Let’s say you have less-than-ideal credit and have an auto loan with a credit score over 20% (we see this quite a bit). If interest rates have dropped since you took out the original loan, and your new rate is 12%, those eight points can make a significant difference. In a $20,000 auto loan with a 60-month term, simply changing from a 20% to 12% interest rate can save you about $1,020 per year. If your credit score has improved enough to move up to a better credit tier, you can expect to save even more.
Because RateGenius has partnered with so many lenders across the country, borrowers with lower credit scores are able to get matched with credit unions and banks that will work with them. So, in other words, it’s not necessarily a high credit score that will give you the most savings.
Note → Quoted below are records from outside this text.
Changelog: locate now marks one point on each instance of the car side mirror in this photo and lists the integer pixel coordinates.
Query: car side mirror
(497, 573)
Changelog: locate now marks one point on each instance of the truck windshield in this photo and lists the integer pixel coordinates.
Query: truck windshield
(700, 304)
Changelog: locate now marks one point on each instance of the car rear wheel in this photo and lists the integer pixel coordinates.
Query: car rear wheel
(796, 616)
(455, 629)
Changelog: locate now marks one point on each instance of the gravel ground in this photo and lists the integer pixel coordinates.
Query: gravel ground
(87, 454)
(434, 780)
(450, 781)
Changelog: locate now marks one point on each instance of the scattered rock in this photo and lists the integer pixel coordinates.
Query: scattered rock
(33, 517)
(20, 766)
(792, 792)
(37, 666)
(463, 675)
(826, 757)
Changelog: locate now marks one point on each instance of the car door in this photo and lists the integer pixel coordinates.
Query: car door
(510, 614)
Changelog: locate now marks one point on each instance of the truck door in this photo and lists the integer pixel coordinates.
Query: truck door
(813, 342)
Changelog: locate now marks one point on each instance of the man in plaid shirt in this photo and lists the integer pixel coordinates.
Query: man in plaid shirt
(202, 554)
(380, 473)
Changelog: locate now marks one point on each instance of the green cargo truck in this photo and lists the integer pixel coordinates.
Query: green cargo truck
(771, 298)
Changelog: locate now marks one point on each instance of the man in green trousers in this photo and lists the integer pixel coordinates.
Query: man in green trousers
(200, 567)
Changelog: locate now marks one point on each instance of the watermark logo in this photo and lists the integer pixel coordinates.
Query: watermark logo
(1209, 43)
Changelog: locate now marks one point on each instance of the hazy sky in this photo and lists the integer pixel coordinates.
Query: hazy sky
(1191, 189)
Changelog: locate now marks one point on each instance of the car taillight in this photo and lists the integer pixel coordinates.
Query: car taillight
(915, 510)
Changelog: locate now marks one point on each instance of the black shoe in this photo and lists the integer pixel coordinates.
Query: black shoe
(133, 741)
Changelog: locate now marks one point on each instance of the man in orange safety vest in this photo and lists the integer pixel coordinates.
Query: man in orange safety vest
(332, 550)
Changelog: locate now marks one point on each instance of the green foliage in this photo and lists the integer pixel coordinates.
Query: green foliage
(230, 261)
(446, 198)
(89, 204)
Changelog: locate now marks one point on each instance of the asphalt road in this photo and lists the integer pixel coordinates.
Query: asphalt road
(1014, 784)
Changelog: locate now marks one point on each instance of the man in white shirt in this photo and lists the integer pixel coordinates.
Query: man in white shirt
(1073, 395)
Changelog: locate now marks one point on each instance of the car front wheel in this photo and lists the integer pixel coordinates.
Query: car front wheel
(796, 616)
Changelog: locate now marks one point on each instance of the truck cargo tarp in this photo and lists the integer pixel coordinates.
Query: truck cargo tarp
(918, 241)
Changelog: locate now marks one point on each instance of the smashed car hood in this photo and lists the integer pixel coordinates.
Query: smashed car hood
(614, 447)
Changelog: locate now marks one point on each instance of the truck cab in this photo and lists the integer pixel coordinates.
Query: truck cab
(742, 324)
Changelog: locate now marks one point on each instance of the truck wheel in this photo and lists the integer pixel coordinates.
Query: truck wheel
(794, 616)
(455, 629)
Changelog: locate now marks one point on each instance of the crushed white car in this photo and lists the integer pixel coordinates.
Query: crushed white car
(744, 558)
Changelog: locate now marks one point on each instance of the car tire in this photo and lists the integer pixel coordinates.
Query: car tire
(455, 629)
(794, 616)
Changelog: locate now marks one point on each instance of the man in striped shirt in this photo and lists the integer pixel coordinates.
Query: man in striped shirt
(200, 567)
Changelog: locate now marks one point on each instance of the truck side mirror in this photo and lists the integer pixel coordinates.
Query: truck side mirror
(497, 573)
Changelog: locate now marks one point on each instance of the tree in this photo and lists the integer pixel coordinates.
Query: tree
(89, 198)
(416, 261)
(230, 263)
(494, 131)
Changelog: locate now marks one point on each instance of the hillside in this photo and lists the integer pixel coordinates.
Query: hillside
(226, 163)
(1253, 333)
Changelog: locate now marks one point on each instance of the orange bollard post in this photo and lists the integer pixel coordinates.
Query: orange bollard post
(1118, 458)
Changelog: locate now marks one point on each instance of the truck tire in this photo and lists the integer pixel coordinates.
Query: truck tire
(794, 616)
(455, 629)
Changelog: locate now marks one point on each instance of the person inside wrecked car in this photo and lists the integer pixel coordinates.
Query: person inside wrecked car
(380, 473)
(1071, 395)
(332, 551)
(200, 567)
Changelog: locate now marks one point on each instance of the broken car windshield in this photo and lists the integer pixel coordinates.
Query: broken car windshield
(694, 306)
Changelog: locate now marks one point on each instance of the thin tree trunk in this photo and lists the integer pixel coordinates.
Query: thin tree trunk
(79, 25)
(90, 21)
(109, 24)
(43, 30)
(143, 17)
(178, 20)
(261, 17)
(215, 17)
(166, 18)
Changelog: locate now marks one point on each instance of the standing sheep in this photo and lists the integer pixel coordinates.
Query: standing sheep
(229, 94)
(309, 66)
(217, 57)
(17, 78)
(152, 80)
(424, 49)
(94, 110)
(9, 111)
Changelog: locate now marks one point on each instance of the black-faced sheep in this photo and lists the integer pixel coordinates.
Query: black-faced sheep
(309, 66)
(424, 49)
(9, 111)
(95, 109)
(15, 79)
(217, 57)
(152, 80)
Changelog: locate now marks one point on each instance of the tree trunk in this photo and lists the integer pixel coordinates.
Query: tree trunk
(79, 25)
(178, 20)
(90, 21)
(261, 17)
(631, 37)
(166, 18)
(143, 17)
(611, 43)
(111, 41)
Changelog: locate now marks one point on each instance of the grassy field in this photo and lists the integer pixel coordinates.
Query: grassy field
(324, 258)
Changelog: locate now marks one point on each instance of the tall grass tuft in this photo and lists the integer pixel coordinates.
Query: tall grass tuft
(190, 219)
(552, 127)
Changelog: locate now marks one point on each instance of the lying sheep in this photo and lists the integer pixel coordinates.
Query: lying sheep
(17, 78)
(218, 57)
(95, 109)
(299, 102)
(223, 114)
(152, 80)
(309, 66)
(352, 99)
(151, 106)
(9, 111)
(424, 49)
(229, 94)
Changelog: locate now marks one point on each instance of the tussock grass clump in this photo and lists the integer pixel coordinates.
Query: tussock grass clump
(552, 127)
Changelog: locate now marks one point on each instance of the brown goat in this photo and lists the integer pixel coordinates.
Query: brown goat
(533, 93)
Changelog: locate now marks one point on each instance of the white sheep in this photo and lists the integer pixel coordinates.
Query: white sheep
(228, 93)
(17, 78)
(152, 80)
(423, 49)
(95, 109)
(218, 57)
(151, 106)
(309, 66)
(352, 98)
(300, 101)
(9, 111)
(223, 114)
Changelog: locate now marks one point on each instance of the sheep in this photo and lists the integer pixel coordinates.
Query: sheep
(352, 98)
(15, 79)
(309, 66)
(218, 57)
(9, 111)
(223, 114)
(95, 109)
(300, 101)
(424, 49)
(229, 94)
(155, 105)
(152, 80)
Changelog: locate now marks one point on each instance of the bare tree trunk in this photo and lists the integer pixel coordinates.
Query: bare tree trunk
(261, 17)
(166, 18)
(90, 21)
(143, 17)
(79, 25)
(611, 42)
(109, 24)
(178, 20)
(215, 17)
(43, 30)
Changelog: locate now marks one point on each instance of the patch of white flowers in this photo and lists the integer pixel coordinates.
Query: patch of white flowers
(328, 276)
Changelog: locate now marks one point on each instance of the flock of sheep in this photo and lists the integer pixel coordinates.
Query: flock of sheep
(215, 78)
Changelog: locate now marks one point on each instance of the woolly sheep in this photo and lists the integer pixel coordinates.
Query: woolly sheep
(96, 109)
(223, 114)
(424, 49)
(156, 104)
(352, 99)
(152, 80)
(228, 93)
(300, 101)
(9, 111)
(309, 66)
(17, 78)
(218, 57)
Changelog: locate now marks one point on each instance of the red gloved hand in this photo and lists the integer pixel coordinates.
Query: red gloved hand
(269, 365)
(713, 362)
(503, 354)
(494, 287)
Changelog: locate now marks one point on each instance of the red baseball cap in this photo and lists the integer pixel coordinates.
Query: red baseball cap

It’s about finding the right lender.
3.) Used Vehicle Prices Are Helping Auto Refinance Applications
The Manheim Used Vehicle Value Index, the widely-recognized indicator of the used vehicle market in the U.S., reached 203.0 this month, a new record high since the index’s start in 1995. Ok, but what does this mean for borrowers and auto loan refinancing?
When refinancing, your car’s value is figured into your loan-to-value ratio, or LTV. Specifically, your loan balance is compared to your vehicle’s value and expressed as a percentage. If your LTV is above 125% to 135%, it may be hard to find a lender who will want to take on the loan. Anything over 100% is considered an unsecured debt, meaning your vehicle’s value doesn’t cover the full amount of the auto loan. That’s a risk many lenders aren’t willing to take on.
With car values at an all-time high, your loan-to-value ratio is automatically lower than just a few months ago — without you having to do a single thing.
And not only can a lower LTV help you get approved much more easily for auto loan refinancing than just a few weeks ago, it can help you score a lower, better interest rate too.
Long explanation short, if you’re considering refinancing your auto loan, used vehicle prices are currently helping your application. This editor says go for it. 👍
Car (LTV) Loan-to-Value Calculator
RateGenius analyzed data on customer applications for auto loan refinancing made between January 1, 2021 and June 6, 2021. This dataset included thousands of anonymized completed auto loan refinance applications across all 50 states. We analyzed interest rates, refinance savings, and auto loan debt across all credit tiers and loan terms (36 to 72 months). Interest rates are based on all applications approved across all states, credit scores, and loan terms. Savings and loan balance data only include funded (closed) loans.